This is incredible.

o3 and o4-mini are massive leaps towards a versatile general purpose AI.
This is insane — the model intelligently knew exactly what the person wrote here — actually figured out it was upside down and rotated it.

They are taking things to a whole new level with complex multimodal reasoning.
This one is even more insane — it easily solved a complicated maze and accurately drew the path it took from start to finish.

With perfectly accurate code to draw the path.
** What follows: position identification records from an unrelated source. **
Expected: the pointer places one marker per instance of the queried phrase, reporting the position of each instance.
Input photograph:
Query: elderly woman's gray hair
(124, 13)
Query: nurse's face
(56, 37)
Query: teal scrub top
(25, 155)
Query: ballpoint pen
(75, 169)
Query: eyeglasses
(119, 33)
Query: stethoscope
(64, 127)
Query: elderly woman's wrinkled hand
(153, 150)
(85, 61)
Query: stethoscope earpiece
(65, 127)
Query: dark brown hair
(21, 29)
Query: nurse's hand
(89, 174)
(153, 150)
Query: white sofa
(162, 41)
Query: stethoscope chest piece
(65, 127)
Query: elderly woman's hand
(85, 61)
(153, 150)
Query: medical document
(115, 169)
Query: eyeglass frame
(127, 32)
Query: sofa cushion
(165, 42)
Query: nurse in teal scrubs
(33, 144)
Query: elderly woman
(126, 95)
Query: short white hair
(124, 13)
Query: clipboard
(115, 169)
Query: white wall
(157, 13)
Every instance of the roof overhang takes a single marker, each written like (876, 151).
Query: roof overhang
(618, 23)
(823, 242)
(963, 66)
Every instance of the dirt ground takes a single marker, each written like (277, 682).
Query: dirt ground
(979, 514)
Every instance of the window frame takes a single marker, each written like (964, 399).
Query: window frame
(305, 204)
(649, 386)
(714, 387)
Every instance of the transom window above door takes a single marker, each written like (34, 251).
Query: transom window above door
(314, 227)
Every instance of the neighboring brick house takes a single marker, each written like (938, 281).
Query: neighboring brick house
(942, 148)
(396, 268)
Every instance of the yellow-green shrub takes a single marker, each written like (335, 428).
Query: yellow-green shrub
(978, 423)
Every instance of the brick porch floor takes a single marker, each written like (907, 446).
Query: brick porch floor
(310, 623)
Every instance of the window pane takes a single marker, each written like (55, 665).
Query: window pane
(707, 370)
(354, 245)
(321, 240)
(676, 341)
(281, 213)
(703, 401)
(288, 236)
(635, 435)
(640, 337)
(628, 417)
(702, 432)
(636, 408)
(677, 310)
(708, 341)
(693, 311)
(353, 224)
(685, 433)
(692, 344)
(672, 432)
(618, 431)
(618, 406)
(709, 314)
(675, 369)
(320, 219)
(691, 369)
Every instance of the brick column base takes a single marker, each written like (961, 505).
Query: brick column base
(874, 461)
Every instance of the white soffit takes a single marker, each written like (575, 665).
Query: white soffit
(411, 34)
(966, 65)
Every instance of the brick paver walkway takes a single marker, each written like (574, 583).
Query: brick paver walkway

Multimodal reasoning is a major step towards an AI that could understand and interact with the entire virtual or physical world in every possible way.
Imagine how much more powerful it would be when they start thinking with audio and video.
It’s a major step towards a general purpose AI that can work with any kind of data in any situation.
o3: Powerful multimodal reasoning model — deeper analysis, problem-solving, decision-making.
o4-mini: Smaller sibling of o4 — efficient but still pretty impressive.
The possibilities are endless:
- Solve complex visual puzzles — like we saw for the maze
- Navigate charts, graphs, and infographics
- Perform spatial and logical reasoning grounded in visuals
- Blend information from images and text to make better decisions
Multimodal reasoning AI isn’t just gonna write code or help you decide where to go on your next holiday.
It’ll be able to work directly with:
- Blueprints and maps
- Body language
- Scientific diagrams
This will be huge for AIs that interact with the physical world.
Imagine your personal AI assistant that could infer your desires without you even having to tell it anything.
Now we mostly talk to assistants in just text format…
But with multimodal AI’s they could use input from so many other things other than the words you’re actually saying:
- The tone of your voice (audio)
- Your facial expression (visual)
- Your body language (visual)
And of course still using context from your previous messages and conversations.
It could understand you at such a deep level and give ultra-personalized suggestions for whatever you ask.